The profit warning by Nippon Paint Holdings Co. Ltd. provided a stark example of the kind of inflation pressures that, combined with global supply-chain dislocations and rampant fuel shortages in China and India, prompted the International Monetary Fund on Tuesday to lower its global economic growth forecast for 2021.

Nippon Paint shares tumbled 7 per cent to their lowest in 18 months on Wednesday after it lopped nearly a quarter off its earnings guidance, citing rising raw-materials costs, stoked by surging oil prices. The benchmark Nikkei slid 0.32 per cent.

Investors in the world’s third-biggest economy are now bracing for a wave of profit warnings in a coming earnings season that – combined with a weaker yen – may raise serious questions about whether Japan can reap the benefit of an end in the country’s fifth wave of the coronavirus pandemic.

On Tuesday, the IMF cut its forecast for Japan’s growth this year by 0.4 points to 2.4 per cent.

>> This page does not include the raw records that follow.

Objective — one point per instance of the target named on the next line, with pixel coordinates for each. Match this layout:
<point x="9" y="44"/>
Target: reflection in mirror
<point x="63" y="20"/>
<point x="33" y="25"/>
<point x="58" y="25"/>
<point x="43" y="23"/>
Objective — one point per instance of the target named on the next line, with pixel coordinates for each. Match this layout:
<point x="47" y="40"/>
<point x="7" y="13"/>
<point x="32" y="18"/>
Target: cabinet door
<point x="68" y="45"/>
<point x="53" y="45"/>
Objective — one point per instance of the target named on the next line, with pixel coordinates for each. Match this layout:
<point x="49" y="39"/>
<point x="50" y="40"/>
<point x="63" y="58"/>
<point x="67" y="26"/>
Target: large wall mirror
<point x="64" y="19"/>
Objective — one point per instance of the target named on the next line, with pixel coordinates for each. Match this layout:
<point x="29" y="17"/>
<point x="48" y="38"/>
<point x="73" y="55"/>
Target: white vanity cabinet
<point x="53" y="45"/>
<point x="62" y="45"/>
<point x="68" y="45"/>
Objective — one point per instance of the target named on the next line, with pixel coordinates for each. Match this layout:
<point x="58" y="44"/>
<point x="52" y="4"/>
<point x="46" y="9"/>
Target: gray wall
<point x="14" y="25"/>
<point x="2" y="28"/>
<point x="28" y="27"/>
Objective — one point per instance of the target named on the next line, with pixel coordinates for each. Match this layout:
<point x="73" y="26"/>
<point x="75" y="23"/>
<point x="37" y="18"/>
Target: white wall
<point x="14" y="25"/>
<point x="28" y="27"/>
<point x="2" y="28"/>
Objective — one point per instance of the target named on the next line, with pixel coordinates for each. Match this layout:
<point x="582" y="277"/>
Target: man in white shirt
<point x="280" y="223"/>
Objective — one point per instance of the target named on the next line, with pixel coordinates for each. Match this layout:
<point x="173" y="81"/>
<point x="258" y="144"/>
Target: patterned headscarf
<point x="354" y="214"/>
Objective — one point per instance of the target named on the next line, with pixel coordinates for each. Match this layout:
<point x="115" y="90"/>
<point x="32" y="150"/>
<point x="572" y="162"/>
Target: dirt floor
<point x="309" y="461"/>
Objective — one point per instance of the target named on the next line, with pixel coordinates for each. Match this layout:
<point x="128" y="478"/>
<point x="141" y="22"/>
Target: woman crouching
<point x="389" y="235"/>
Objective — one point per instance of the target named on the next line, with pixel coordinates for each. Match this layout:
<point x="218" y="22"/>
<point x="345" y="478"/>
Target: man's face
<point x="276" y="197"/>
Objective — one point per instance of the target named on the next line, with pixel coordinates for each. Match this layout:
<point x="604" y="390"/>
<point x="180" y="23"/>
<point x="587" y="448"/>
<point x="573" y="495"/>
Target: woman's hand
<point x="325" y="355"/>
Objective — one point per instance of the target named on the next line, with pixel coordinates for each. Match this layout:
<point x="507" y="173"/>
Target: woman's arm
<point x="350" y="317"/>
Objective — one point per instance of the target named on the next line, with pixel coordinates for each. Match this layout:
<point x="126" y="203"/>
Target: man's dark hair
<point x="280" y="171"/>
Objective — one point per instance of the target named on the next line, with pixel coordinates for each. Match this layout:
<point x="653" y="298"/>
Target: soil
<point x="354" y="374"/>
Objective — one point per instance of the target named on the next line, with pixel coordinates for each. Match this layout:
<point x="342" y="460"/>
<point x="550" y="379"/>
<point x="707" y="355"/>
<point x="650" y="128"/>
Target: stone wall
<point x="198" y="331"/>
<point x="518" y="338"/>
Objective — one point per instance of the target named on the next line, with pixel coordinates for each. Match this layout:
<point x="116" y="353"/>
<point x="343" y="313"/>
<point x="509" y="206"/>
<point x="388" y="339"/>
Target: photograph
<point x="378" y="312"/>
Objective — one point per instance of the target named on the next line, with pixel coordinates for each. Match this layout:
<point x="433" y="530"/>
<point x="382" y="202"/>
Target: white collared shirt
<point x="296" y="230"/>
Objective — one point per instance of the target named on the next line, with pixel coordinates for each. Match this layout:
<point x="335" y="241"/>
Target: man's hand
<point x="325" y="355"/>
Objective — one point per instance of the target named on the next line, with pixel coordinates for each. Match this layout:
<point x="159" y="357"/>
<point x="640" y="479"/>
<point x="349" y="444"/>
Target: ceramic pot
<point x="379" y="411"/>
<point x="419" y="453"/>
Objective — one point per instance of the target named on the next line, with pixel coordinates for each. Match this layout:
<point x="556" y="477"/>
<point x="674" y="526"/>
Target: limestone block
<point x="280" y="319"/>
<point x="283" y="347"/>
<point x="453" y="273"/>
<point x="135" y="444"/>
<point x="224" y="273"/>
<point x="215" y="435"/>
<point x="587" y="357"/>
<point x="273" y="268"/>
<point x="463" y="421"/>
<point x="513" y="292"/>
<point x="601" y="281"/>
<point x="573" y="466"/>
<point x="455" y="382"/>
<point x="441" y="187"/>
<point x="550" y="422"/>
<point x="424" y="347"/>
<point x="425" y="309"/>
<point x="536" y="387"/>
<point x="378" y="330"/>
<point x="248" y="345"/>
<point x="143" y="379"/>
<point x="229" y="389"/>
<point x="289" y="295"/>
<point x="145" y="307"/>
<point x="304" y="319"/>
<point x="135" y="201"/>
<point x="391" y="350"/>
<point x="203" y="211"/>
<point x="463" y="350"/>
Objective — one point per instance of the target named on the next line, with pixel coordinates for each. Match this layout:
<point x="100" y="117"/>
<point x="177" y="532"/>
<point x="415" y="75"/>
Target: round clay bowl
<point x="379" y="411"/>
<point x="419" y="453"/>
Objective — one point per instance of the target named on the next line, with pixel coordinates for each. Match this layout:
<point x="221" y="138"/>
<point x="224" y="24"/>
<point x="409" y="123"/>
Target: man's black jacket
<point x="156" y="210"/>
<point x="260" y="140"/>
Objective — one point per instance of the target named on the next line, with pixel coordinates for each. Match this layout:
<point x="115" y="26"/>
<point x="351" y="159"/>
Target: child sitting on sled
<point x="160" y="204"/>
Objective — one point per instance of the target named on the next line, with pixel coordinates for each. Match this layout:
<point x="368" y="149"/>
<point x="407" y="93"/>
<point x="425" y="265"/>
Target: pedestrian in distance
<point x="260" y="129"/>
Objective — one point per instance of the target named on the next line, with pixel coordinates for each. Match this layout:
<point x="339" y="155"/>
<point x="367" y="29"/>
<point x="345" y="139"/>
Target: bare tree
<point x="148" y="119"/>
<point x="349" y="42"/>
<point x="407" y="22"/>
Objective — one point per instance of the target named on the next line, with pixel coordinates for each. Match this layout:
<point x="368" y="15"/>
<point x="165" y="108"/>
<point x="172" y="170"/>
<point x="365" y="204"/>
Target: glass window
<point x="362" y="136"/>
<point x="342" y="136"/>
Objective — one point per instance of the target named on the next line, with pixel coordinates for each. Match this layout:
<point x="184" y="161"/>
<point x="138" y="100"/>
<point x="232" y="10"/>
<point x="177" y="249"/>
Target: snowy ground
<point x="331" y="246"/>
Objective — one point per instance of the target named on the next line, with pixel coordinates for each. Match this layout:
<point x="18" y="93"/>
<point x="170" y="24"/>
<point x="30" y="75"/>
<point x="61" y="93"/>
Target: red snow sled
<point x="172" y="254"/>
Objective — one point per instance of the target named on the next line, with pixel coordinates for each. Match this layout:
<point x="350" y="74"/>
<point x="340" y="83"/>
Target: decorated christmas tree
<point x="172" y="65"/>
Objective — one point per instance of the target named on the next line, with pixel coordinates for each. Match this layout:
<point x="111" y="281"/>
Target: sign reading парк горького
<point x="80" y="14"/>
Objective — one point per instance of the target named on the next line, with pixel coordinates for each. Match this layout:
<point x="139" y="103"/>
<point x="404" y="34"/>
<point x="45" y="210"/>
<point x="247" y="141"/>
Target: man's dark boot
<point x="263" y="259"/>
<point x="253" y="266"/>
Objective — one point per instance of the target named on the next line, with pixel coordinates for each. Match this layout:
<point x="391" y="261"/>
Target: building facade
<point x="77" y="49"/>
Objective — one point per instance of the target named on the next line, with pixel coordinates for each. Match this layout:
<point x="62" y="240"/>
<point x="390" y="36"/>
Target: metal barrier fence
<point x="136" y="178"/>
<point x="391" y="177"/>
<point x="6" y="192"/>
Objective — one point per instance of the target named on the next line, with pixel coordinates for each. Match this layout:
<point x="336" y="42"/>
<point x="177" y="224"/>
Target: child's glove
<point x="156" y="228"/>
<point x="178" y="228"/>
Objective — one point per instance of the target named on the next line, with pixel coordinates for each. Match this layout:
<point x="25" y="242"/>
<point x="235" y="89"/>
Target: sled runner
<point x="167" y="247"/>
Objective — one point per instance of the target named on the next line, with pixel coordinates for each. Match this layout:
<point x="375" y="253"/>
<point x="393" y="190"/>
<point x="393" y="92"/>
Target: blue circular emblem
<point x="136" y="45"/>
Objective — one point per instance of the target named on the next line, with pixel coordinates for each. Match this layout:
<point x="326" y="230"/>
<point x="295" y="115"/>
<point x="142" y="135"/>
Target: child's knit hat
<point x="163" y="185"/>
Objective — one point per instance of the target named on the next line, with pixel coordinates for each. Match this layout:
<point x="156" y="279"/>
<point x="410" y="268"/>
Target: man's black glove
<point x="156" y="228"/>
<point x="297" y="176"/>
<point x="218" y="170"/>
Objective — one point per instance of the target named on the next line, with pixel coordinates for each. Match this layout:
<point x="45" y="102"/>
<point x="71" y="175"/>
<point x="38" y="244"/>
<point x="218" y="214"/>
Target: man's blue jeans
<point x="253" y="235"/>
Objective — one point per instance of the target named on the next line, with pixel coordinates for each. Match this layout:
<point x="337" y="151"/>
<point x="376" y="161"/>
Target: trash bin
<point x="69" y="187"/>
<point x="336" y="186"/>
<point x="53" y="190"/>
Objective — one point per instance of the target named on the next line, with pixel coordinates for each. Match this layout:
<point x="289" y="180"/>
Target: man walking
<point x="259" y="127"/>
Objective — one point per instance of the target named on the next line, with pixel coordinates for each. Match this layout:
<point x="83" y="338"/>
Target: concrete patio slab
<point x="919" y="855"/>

Data from the Bank of Japan on Tuesday showed Japanese wholesale prices surged 6.3 per cent in September from a year earlier – the biggest price hike in 13 years. Adding salt to the wound, the yen weakened to a three-year low on rising U.S. interest rates and on worries about further widening in Japan’s trade deficit – likely fuelling rise in import prices.

“In the coming earning season, there will be a divergence between the companies that can pass on rising costs to their customers and those that cannot,” said Nobuhiko Kuramochi, market strategist at Mizuho Securities.

Japan’s quarterly corporate earnings reporting season will hit top gear later this month.

But earnings expectations in Tokyo now show signs of having peaked after steadily improving so far this year. The expected earnings of companies in the Topix benchmark for the current financial year, through March, 2022, dipped to 132.63 last week from a peak of 132.98 hit the week before.